Trump furthermore threatened to “hit you [the Taliban] harder than any country has ever been hit.”
Trump subsequently negotiated a plan for withdrawal from Afghanistan that the Taliban agreed to until President Biden violated it, one that Taliban leaders recalled fondly when Trump was re-elected in 2024.
“It is worth noting that the Doha Agreement,” as the deal was called, “signed between the Islamic Emirate of Afghanistan and the United States under President Donald Trump’s administration, marked the conclusion of a two-decade-long foreign military presence in Afghanistan,” the Taliban “foreign ministry” noted in November 2024.

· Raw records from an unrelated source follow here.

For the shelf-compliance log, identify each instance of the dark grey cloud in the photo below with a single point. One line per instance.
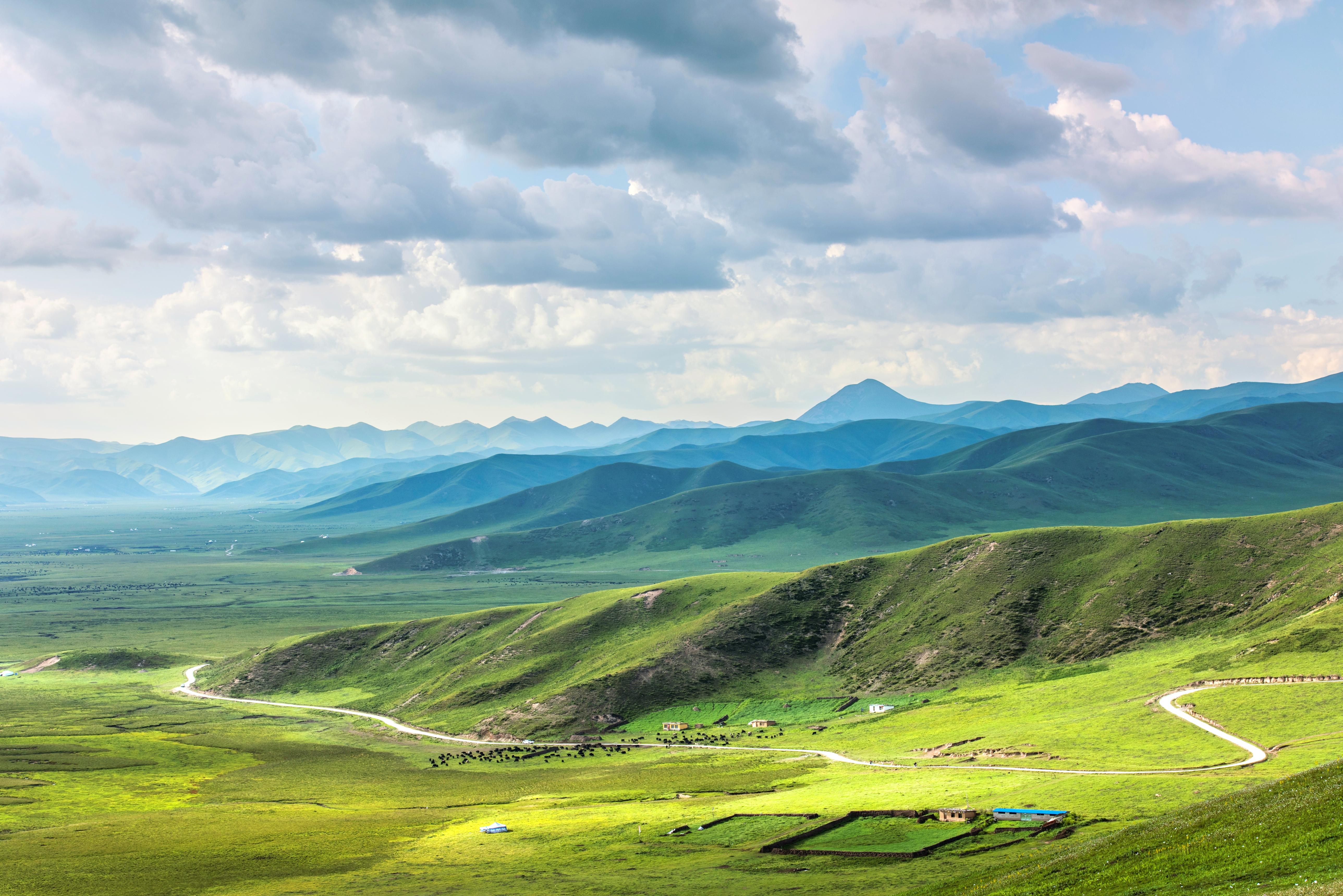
(1067, 70)
(54, 240)
(951, 93)
(550, 84)
(743, 41)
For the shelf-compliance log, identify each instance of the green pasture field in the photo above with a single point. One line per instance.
(883, 835)
(174, 585)
(112, 785)
(747, 829)
(296, 801)
(786, 713)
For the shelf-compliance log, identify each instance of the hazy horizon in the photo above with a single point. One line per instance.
(716, 214)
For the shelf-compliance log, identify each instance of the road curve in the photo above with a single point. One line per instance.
(1168, 703)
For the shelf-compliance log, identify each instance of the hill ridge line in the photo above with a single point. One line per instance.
(1168, 703)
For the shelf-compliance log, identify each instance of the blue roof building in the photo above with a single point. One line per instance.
(1029, 815)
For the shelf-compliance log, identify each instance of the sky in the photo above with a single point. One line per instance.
(223, 217)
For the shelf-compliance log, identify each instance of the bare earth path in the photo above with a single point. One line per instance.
(1168, 703)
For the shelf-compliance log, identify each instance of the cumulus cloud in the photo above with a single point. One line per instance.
(950, 93)
(45, 238)
(606, 240)
(1143, 162)
(1074, 73)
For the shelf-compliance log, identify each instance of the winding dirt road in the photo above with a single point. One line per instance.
(1168, 703)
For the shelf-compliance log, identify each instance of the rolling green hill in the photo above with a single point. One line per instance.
(1096, 472)
(848, 445)
(876, 625)
(440, 492)
(598, 492)
(472, 484)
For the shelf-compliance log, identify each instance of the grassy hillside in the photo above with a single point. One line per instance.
(1096, 472)
(671, 438)
(849, 445)
(594, 494)
(876, 625)
(487, 480)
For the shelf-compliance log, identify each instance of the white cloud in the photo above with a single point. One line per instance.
(1143, 163)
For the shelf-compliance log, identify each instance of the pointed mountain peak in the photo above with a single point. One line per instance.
(1122, 394)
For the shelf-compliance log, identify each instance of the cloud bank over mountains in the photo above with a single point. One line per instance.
(306, 207)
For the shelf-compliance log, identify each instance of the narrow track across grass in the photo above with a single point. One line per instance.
(1168, 703)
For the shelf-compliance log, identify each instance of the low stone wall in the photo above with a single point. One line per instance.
(759, 815)
(785, 847)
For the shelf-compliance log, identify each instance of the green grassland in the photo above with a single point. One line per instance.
(593, 494)
(1039, 648)
(166, 580)
(1048, 601)
(786, 713)
(883, 835)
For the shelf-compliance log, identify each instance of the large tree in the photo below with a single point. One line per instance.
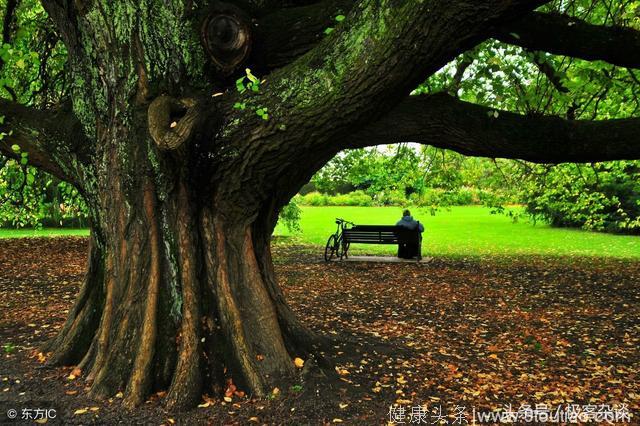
(184, 158)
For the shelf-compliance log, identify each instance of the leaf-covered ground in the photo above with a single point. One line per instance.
(450, 333)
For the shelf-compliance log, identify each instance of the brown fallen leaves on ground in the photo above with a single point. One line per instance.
(475, 333)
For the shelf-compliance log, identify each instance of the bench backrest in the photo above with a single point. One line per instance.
(381, 234)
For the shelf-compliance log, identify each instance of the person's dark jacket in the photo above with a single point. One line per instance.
(409, 223)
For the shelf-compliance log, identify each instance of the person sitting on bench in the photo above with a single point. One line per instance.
(408, 250)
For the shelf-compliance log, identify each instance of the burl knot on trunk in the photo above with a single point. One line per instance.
(172, 121)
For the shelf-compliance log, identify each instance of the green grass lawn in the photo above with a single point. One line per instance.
(470, 231)
(460, 231)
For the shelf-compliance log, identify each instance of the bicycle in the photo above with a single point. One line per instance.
(335, 244)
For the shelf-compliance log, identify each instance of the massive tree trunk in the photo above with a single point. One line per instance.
(184, 188)
(180, 287)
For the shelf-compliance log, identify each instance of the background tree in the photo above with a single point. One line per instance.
(184, 158)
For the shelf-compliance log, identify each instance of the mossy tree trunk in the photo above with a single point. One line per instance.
(184, 177)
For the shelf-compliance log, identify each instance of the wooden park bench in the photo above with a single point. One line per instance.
(381, 234)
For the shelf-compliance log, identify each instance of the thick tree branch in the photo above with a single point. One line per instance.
(445, 122)
(289, 33)
(564, 35)
(53, 139)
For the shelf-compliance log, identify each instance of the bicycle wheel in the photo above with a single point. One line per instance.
(330, 249)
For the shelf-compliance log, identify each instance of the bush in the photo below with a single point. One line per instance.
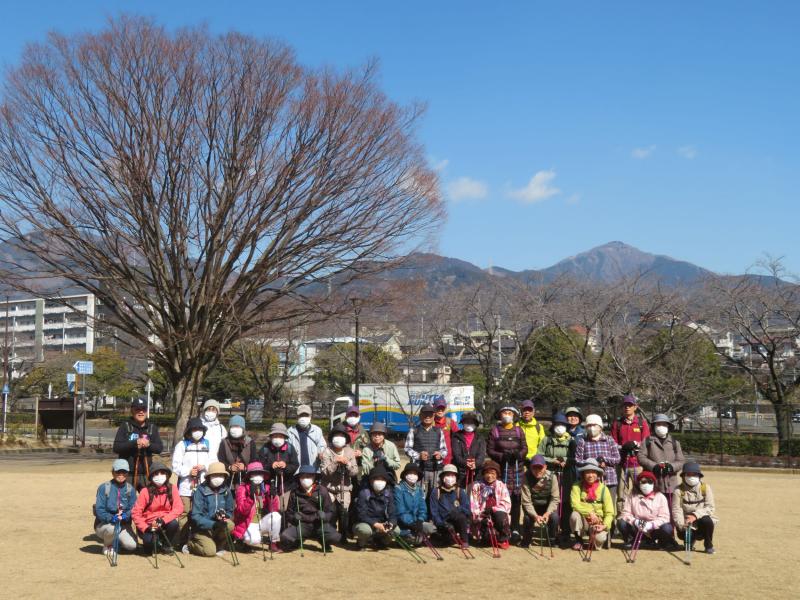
(703, 443)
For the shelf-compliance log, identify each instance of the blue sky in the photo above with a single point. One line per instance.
(559, 126)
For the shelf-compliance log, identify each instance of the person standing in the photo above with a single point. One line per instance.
(306, 438)
(136, 441)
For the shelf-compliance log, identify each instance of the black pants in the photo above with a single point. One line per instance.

Taliban leaders expressed hope for “tangible progress in the relations between the two countries” under Trump and the opening of “a new chapter of relations in the light of mutual interaction.”
President Trump sent two representatives to Kabul, Adam Boehler, a special envoy on hostages, and former ambassador to Afghanistan Zalmay Khalilzad in March to negotiate the release of Americans detained in the country. The Taliban has freed four American citizens since Trump took office in January.